The Madras High Court on Wednesday set aside an order, passed by a special court for CBI cases here on March 14, discharging former Union Minister Dayanidhi Maran, his elder brother Kalanithi Maran of Sun TV and five others from the BSNL illegal telephone exchange case. Justice G. Jayachandran allowed a revision petition preferred by the CBI and concurred with Additional Solicitor General G. Rajagopalan that the accused ought not to have been discharged when there was sufficient material to prosecute them. He held that the lower court’s decision was “erroneous, illegal and perverse.” The only opinion any “judicial mind” could form, on the basis of the chargesheet and supporting documents filed by the prosecuting agency, was that “there are grounds to presume all the seven accused have committed offence,” the judge said and directed the special court to frame charges and complete trial within 12 months.

The judge pointed out that a senior counsel, representing Mr. Dayanidhi Maran, had concluded his arguments by stating that the former Telecommunications Minister had rendered yeoman service to the nation by taking the broadband facility to every nook and corner of the country, but now he was being hounded by the CBI for political reasons.

‘Can’t claim privilege’

Unconvinced by the submission, Justice Jayachandran said: “For the sake of rhetoric, one may make such submissions but the records before us speak otherwise. Accused-3 (Dayanidhi Maran) by virtue of the office, might have been instrumental in popularising the broadband facility.

It does not mean that he can claim privilege of unlimited usage of that facility for him, for his brother and his business establishment free of cost.

“In a democratic country, an elected representative can never think like that. Nor the judicial system tolerate and entertain such thought,” the judge said.

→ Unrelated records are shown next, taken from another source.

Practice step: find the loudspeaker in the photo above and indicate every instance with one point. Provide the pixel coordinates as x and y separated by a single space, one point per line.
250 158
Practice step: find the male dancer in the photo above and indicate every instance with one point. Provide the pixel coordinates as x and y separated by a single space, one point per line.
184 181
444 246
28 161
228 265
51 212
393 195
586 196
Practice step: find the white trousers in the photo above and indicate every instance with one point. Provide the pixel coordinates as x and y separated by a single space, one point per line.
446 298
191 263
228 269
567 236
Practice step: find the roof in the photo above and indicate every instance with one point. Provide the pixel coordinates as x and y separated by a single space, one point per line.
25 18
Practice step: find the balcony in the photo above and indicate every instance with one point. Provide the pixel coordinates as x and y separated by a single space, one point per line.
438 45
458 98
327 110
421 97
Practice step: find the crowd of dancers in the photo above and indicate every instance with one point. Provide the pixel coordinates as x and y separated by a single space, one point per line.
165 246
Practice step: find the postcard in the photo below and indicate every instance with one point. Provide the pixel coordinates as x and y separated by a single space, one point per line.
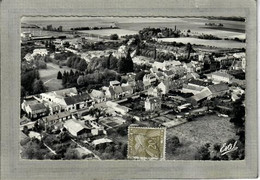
145 90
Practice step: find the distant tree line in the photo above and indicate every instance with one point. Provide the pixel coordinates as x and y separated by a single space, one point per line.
93 28
31 83
50 28
149 33
209 37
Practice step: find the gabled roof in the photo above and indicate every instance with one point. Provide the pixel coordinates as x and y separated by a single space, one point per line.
153 100
218 88
201 95
65 92
195 88
111 90
199 82
38 106
114 82
169 73
56 116
76 99
222 74
126 88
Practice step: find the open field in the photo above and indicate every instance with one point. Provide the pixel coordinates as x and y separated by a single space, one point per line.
207 129
49 76
216 43
130 25
108 32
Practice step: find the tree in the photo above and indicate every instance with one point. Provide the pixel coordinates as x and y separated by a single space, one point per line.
38 87
80 81
114 37
59 76
25 130
82 65
155 53
71 154
139 76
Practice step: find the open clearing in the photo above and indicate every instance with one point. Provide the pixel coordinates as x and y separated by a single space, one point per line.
49 76
215 43
108 32
207 129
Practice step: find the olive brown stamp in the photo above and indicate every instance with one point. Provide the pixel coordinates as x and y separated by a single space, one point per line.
146 143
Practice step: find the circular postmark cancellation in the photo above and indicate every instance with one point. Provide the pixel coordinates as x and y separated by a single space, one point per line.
146 143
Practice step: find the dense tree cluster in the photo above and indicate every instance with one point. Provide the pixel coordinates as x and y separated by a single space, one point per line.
69 79
31 83
125 64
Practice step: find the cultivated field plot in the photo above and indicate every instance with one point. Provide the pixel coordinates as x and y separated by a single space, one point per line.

During the course of arguments, yet another senior counsel had wondered why a Minister for Telecommunications should not enjoy an exclusive telephone exchange when the Defence Minister was permitted to fly in an exclusive aircraft of the Indian Air Force and the Railways Minister was entitled to travel in an exclusive saloon in trains.

Answering it in his judgement, Justice Jayachandran said: “To this argument, the logical answer could be, ‘Yes, if law permits’.”